The draft National Planning Policy Framework was published in July, with a presumption in favour of sustainable growth, but critics have raised concerns that it will lead to a return to damaging development.

Planning minister Greg Clark told The Times on Saturday that he was prepared to sit down and discuss the demands of the National Trust and other groups, saying he was ready to discuss opponents' views with them, though he warned there would be no backing down on the overall thrust of the proposals to simplify English planning laws in an attempt to trigger growth.

Any change would be to the "wording" of the document to express more clearly protections for the countryside.

Today Mr Osborne and Mr Pickles said that planning reform is key to economic recovery.

"Opponents claim, falsely, the government is putting the countryside in peril.

"We say that sticking with the old, failed planning system puts at risk young people's future prosperity and quality of life."

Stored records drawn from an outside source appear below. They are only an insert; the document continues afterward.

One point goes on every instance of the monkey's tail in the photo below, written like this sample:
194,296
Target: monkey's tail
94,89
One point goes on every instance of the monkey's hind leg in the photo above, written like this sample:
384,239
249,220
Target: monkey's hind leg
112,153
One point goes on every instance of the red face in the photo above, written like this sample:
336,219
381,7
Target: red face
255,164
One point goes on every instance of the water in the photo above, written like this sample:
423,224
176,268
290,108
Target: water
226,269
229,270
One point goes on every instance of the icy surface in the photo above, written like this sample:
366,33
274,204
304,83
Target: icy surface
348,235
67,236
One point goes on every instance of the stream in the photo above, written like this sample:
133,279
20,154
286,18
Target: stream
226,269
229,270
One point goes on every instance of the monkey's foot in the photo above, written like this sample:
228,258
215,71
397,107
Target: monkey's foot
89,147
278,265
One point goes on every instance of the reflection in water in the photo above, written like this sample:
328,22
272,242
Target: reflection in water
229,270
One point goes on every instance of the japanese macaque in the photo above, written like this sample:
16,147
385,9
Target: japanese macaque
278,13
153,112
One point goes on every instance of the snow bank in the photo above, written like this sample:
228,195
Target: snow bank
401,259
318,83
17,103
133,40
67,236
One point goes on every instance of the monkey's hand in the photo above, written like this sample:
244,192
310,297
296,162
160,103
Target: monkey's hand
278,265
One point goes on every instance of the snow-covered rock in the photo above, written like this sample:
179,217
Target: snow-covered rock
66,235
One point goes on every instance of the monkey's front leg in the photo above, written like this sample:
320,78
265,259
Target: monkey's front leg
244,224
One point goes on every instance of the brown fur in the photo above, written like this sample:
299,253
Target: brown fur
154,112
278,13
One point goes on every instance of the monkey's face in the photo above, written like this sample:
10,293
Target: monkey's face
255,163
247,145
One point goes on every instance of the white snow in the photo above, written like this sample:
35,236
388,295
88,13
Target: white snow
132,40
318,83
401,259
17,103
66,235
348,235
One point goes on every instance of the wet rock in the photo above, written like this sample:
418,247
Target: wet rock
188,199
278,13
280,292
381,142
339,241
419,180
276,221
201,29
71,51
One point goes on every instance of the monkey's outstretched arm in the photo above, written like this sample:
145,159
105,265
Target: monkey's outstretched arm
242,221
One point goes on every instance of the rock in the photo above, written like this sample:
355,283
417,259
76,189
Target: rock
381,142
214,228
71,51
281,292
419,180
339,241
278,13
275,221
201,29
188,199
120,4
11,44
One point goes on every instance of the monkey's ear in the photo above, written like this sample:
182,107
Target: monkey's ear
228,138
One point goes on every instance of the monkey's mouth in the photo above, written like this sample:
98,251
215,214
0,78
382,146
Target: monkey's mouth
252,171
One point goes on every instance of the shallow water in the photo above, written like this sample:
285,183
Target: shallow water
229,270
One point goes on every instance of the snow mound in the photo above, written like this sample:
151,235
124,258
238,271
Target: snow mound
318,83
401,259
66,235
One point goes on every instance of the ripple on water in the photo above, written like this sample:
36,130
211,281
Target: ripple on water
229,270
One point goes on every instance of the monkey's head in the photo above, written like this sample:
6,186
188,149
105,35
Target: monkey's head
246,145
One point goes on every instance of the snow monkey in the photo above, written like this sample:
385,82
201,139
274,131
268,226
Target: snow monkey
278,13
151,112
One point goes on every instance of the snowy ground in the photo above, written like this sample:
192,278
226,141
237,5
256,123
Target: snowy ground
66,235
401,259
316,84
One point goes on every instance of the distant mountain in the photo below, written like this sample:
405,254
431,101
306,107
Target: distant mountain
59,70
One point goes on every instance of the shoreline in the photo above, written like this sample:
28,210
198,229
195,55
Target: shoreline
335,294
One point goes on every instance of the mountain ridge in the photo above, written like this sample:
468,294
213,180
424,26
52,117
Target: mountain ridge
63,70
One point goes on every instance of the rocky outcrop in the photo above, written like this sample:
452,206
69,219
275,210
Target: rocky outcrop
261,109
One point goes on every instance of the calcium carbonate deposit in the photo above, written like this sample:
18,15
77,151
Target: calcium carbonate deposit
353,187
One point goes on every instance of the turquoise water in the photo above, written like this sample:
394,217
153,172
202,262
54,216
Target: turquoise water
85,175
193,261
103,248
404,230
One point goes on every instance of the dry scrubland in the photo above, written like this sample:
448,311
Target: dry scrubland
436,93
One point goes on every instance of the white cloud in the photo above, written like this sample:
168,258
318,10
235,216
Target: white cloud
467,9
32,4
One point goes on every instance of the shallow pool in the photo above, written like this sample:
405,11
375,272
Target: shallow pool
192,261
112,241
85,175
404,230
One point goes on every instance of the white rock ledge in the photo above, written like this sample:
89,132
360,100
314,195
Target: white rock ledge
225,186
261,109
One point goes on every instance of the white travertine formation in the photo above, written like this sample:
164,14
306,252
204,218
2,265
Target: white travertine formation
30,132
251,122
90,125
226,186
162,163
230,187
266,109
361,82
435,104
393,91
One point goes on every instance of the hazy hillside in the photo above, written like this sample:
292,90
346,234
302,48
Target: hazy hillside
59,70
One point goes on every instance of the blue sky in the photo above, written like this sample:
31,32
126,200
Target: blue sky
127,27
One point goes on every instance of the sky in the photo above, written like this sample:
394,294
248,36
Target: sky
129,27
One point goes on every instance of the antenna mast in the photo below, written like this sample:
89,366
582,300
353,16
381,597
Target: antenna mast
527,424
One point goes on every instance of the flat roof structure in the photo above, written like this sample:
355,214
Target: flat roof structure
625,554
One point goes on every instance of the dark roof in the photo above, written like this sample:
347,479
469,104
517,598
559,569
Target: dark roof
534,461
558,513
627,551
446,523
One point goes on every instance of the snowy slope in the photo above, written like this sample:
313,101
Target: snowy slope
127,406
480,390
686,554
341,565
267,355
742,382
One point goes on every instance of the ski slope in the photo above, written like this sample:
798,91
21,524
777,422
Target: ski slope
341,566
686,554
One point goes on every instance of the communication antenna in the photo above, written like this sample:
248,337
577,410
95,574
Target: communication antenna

Planning delays cost the economy £3bn a year, and reform is imperative, they write.

"The house building slump was due to a range of factors, but a complex and adversarial planning system, which left many communities resentful, was part of the problem."

The new Policy Framework will pave the way for swifter, clearer decisions, and the presumption in favour of sustainable development means the answers to proposals for responsible, careful growth should be "yes", unless there are strong reasons to the contrary.

"The idea that presumption in favour means that growth will be able to take place wherever, whenever and however is false."

Protections for the green belt, national parks and areas of outstanding beauty would continue.

"The framework insists on high environmental standards and good design. Poorly-designed and poorly-located development is in no-one's interest."